Before buying into a position on an exchange, it’s probably prudent to consider whether there’s enough liquidity to make a well-timed exit. Day trading is all about timing one’s trades, and many cryptoassets and exchanges don’t have the liquidity to support the near-instant trades an experienced trader might be accustomed to in trading stocks or forex. Consider checking the 24-hour volume of the asset, and verifying that the exchange allows you to both buy and sell the asset — some only allow you to buy, and some that allow you to sell might temporarily turn off selling at times of high volatility.

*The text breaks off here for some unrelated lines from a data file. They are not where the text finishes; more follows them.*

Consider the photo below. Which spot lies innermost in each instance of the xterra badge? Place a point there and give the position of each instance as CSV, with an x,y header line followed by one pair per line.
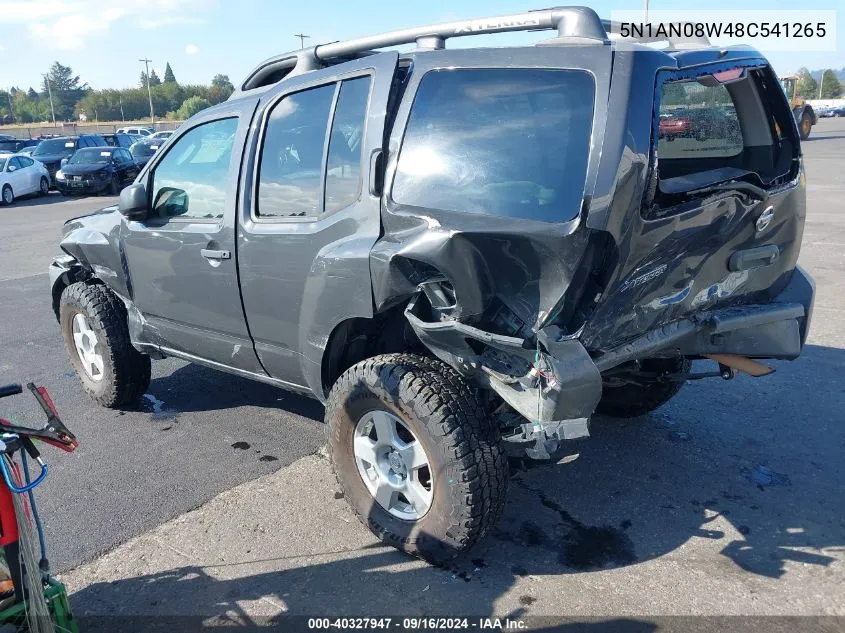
x,y
765,219
645,277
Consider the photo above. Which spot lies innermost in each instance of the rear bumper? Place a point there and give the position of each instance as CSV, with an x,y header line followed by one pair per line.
x,y
571,383
777,329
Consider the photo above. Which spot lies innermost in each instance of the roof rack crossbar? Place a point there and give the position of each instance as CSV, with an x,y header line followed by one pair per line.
x,y
570,22
580,22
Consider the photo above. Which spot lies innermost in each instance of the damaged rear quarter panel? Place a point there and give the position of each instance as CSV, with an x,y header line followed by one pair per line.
x,y
95,242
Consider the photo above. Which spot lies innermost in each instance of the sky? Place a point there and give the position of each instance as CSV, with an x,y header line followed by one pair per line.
x,y
102,40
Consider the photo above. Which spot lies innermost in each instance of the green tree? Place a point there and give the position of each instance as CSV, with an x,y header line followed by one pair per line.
x,y
191,106
66,89
831,88
806,86
222,81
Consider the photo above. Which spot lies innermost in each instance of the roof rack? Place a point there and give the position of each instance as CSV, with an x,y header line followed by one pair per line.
x,y
668,33
573,23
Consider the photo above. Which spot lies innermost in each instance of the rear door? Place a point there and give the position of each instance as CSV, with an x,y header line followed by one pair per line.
x,y
309,219
686,204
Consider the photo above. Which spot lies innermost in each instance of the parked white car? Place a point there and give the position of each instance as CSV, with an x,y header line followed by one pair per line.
x,y
21,175
140,131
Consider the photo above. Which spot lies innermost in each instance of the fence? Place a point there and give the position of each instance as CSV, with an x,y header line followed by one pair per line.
x,y
35,130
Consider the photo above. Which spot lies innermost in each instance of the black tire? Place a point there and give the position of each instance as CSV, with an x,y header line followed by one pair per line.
x,y
469,467
632,400
805,125
126,372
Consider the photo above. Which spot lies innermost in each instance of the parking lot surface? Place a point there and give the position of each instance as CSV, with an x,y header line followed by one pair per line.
x,y
729,500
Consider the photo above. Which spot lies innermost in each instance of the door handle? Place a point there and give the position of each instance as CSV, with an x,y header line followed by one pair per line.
x,y
218,255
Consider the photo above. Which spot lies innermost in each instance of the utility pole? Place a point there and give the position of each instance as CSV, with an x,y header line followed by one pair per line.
x,y
50,92
149,92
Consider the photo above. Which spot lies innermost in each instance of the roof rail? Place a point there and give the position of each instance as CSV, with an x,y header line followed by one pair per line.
x,y
669,33
570,22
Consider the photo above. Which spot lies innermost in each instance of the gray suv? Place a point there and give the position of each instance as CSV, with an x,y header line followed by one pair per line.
x,y
464,253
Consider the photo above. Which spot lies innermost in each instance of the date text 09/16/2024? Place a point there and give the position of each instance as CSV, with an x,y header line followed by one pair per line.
x,y
416,623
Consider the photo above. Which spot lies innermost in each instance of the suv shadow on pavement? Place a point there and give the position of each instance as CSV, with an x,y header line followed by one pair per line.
x,y
761,493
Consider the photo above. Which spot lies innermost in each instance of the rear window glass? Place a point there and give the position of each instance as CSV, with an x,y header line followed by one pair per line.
x,y
697,121
509,142
733,124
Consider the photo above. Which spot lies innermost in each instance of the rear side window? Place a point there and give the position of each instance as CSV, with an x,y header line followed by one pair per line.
x,y
343,170
292,155
297,178
697,121
510,142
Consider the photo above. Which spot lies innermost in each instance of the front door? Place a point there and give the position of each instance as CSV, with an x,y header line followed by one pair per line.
x,y
182,257
311,216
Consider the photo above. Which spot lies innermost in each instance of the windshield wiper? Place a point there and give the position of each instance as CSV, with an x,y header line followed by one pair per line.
x,y
736,185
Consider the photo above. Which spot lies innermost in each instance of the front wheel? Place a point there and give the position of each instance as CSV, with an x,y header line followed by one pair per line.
x,y
639,392
96,336
418,460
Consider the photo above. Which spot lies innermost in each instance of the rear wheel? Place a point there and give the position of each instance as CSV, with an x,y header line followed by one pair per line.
x,y
642,391
805,125
93,324
418,460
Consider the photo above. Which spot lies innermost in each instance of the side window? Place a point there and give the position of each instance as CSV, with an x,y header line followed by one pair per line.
x,y
343,170
190,181
292,155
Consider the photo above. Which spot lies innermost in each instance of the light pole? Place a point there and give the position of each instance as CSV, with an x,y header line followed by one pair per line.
x,y
149,92
50,92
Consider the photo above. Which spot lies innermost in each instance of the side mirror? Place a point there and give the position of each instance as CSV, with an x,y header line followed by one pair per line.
x,y
133,202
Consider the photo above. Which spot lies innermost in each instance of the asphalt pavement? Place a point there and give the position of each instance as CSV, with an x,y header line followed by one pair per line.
x,y
728,500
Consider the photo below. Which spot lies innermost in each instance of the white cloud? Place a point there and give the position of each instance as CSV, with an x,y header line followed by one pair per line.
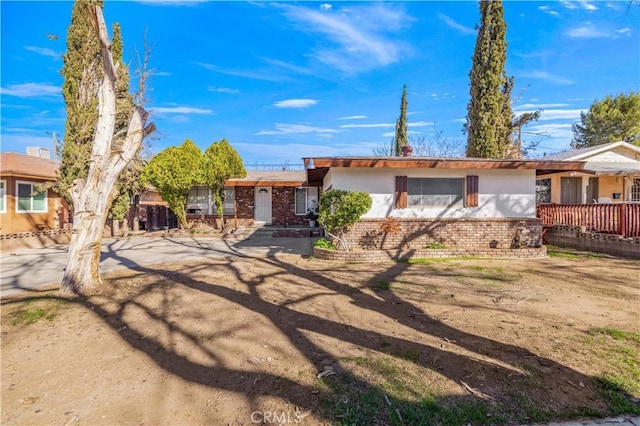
x,y
256,75
45,51
181,110
543,75
587,30
295,103
455,25
367,126
420,124
31,90
288,129
556,131
392,134
223,90
361,35
557,114
171,2
538,106
586,5
353,117
624,31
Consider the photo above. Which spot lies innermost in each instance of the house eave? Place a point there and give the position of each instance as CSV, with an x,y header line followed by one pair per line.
x,y
323,164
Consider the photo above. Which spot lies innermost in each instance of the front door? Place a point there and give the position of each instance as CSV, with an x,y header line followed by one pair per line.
x,y
571,191
262,212
592,191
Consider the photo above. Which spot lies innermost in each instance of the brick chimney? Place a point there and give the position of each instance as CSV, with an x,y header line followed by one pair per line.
x,y
407,150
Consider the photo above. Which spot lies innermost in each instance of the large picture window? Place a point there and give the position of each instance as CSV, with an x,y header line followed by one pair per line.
x,y
29,200
435,192
635,190
3,196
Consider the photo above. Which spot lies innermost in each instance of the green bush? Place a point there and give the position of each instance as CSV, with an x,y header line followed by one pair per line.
x,y
325,244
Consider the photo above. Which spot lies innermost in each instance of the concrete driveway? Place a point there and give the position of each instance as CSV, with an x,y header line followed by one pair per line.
x,y
31,269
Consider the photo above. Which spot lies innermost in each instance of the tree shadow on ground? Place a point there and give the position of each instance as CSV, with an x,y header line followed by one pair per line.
x,y
484,367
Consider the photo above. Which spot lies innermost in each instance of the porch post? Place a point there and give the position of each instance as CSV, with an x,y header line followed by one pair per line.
x,y
623,220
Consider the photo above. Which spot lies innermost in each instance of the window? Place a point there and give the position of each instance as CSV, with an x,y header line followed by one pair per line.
x,y
543,191
3,196
301,201
435,192
29,200
635,190
198,201
305,198
229,199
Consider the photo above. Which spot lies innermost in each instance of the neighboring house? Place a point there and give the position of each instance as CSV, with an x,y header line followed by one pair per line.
x,y
24,206
29,215
611,175
265,197
460,202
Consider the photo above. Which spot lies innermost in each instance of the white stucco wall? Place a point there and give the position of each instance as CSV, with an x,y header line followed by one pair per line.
x,y
502,193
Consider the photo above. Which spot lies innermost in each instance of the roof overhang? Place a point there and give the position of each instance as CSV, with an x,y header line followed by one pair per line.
x,y
263,182
315,176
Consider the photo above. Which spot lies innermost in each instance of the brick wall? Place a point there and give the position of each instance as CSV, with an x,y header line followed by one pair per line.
x,y
574,237
283,207
382,255
464,233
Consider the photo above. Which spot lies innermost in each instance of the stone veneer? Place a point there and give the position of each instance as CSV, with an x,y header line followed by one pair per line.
x,y
459,234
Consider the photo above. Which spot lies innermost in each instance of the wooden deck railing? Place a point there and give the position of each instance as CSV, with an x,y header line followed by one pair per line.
x,y
618,218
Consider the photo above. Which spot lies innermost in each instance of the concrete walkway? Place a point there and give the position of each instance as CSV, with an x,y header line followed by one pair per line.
x,y
31,269
612,421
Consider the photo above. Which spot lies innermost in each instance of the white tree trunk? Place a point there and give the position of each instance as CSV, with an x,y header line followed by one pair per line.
x,y
92,197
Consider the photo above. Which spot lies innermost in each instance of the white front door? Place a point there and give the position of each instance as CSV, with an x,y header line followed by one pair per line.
x,y
263,205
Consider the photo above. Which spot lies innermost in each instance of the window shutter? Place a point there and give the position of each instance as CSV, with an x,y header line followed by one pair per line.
x,y
472,192
401,192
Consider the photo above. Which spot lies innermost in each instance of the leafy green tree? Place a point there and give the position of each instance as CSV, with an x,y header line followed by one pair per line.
x,y
222,162
401,124
173,172
489,116
339,210
611,119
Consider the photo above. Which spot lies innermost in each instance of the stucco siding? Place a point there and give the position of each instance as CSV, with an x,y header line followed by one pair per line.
x,y
502,193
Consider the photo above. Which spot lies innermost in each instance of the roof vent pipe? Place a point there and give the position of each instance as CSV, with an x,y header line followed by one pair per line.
x,y
407,150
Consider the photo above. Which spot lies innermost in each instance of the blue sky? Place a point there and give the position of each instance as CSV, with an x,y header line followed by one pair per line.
x,y
285,80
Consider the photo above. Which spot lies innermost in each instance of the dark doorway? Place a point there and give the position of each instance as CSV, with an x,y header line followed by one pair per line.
x,y
571,191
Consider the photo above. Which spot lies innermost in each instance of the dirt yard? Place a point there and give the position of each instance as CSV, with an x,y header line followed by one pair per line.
x,y
242,341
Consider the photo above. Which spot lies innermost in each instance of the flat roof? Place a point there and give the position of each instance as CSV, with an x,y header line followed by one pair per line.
x,y
323,164
270,178
27,166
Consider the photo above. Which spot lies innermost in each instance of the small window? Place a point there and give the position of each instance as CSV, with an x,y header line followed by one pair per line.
x,y
543,191
29,200
3,196
229,200
301,201
435,192
635,190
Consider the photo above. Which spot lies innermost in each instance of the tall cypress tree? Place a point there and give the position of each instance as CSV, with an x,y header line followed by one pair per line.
x,y
489,115
401,124
81,71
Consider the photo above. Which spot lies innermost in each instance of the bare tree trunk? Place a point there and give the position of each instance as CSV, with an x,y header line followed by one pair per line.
x,y
92,197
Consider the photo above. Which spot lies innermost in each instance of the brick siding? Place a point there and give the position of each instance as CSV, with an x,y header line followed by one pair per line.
x,y
464,233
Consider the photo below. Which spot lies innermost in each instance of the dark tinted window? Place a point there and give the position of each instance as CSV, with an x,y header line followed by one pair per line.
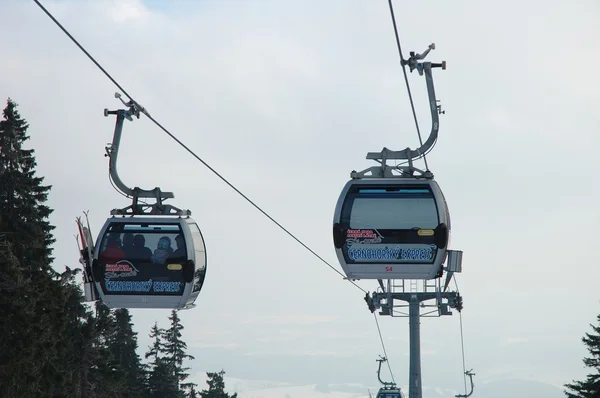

Identifying stop loss levels to minimize losses: In the order book we identify the points of support that we also analyzed before. It is likely that being supportive, massive demand (a “wall” of buyers) is present around those spots. This is the best zone to place the stop loss command, although it should be placed a little lower than the high demand zone. They will only get to our command if the sellers manage to lower the price and the “wall” of buyers breaks. The “wall” of buyers works as a sort of protection level for our command.
Bitcoin tends to find resistance at whole number points. For example, at $4.8k and $4.85k. It also absolutely loves to react at whole numbers like $10k and either drop or run. If you know you want to take profits soon or buy soon, keep an eye on those whole numbers. If you feel like the run must almost be over, pull your profits before the whole number is reached!